ECLI:NL:RBDHA:2020:3291
Rechtbank Den Haag
- Eerste aanleg - meervoudig
- Rechtspraak.nl
Intrekking van een frauduleus verkregen verblijfsvergunning na intern onderzoek door de IND
In deze zaak heeft de Rechtbank Den Haag op 8 april 2020 uitspraak gedaan in een geschil tussen een eiser en de Staatssecretaris van Justitie en Veiligheid over de intrekking van een verblijfsvergunning. De eiser had op 12 december 2016 een verblijfsvergunning regulier verkregen, die was verleend op basis van artikel 8 van het EVRM. Echter, na een intern onderzoek door de Immigratie- en Naturalisatiedienst (IND) naar mogelijke frauduleuze afgifte van verblijfsvergunningen, werd vastgesteld dat er onregelmatigheden waren in het dossier van de eiser.
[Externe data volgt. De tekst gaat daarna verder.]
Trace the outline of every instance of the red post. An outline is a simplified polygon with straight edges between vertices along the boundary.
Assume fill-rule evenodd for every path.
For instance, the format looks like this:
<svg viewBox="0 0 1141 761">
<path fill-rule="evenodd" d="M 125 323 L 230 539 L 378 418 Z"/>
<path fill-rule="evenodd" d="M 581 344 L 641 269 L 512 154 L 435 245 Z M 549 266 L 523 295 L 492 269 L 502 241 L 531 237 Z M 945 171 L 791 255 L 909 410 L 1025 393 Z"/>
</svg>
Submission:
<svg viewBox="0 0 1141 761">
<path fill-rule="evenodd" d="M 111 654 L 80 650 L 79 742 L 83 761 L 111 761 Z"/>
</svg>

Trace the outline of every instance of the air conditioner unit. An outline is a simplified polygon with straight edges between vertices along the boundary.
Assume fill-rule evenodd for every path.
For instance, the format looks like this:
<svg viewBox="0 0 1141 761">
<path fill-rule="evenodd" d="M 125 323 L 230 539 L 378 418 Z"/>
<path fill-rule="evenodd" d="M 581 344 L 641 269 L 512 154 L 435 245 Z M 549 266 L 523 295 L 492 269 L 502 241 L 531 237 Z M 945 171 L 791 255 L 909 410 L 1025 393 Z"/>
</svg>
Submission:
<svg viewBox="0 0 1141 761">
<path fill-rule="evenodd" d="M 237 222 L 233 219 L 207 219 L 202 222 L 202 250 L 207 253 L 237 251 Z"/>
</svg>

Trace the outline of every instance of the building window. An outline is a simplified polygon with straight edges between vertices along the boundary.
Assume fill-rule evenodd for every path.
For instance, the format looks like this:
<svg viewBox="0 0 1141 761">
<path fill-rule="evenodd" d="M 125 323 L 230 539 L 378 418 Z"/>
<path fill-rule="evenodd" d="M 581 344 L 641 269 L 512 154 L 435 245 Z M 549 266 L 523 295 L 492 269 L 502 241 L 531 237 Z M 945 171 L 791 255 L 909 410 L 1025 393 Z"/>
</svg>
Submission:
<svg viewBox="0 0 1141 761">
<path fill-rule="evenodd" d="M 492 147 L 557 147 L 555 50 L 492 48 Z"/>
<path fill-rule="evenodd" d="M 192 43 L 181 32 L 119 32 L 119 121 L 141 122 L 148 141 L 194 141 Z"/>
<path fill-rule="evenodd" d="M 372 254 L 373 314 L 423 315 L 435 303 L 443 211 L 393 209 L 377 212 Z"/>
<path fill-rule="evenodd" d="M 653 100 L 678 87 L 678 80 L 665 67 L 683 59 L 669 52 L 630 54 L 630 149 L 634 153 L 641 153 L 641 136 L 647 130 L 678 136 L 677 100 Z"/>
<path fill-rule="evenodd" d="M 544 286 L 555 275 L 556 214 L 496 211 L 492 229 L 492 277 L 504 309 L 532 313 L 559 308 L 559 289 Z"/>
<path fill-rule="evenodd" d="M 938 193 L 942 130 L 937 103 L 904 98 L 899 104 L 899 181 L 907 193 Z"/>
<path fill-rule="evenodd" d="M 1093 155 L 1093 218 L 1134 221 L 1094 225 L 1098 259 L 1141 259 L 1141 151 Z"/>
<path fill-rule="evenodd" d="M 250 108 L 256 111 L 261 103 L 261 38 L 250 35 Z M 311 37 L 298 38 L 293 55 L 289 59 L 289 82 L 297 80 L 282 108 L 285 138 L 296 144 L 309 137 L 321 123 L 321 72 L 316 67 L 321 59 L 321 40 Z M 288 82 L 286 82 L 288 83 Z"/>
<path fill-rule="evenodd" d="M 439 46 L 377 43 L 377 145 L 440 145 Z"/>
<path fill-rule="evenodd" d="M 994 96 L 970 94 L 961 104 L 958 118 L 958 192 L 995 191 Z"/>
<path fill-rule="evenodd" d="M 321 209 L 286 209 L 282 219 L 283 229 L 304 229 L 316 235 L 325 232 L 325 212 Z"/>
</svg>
De IND had in 2018 een onderzoek gestart naar een individuele medewerker, waarbij 16 zaken naar voren kwamen die kenmerken vertoonden van onregelmatigheden. De rechtbank oordeelde dat de IND voldoende bewijs had geleverd voor de intrekking van de verblijfsvergunning op grond van artikel 19 in samenhang met artikel 18 van de Vreemdelingenwet. De eiser kon de bevindingen van de IND niet weerleggen en had geen bijzondere feiten of omstandigheden aangevoerd die rechtvaardigden dat de vergunning niet zou worden ingetrokken. De rechtbank verklaarde het beroep van de eiser ongegrond en oordeelde dat de beginselen van rechtszekerheid en vertrouwen niet in de weg stonden aan de intrekking van de verblijfsvergunning.